The problem is that, with the recent tariffs implemented by the Trump administration, China might not be all that interested in “Buying American.” Late last week, President Trump pushed out a 25% tariff on imported steel and a 10% import tax on aluminum. The length of the tariffs will last for “a long period of time” according to President Trump.
As one US executive of a construction and agricultural equipment manufacturer said in a Wall Street Journal interview recently, “It’s going to bring a dynamic of risk and volatility that we haven’t had to deal with in a while.”
This move impacts everything from Bug Lights to Apple Macs, as noted by Bloomberg.  While everyone is worried about China retaliating with a push back on agriculture, only 3% of US imports of steel, as measured by value, came from the Chinese in 2017.  In fact, it’s Canada who is the biggest supplier of steel to the United States, and the White House has made it clear that there will be no exemptions. 

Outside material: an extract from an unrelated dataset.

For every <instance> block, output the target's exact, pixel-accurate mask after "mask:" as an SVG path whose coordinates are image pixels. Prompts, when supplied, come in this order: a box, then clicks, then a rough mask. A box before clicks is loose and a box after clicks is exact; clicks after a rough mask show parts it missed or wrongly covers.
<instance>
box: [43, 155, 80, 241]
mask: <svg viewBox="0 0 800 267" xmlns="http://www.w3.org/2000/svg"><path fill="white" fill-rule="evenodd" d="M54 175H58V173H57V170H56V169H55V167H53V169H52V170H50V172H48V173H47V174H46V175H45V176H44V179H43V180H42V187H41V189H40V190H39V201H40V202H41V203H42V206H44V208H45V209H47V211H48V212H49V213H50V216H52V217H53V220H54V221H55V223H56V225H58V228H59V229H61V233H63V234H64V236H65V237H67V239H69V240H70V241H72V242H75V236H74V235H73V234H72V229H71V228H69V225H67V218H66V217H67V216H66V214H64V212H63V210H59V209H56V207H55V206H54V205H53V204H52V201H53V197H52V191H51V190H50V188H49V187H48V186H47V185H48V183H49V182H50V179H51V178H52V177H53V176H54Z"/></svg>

This can certainly have an impact on the ongoing NAFTA renegotiations. It also could impact America’s ability to get back to the table on TPP. U.S. President Trump says that he would be open to rejoining the TPP if the terms were improved.”  Japan is apparently driving the talks with the US, and have reminded the current American government that without rejoining TPP, China gets to set the rules for global rules on trade and investment. 
Ultimately, with heightened geopolitical risk playing a role in grain markets, it’s a risk on approach to start the first full week of March 2018 trading.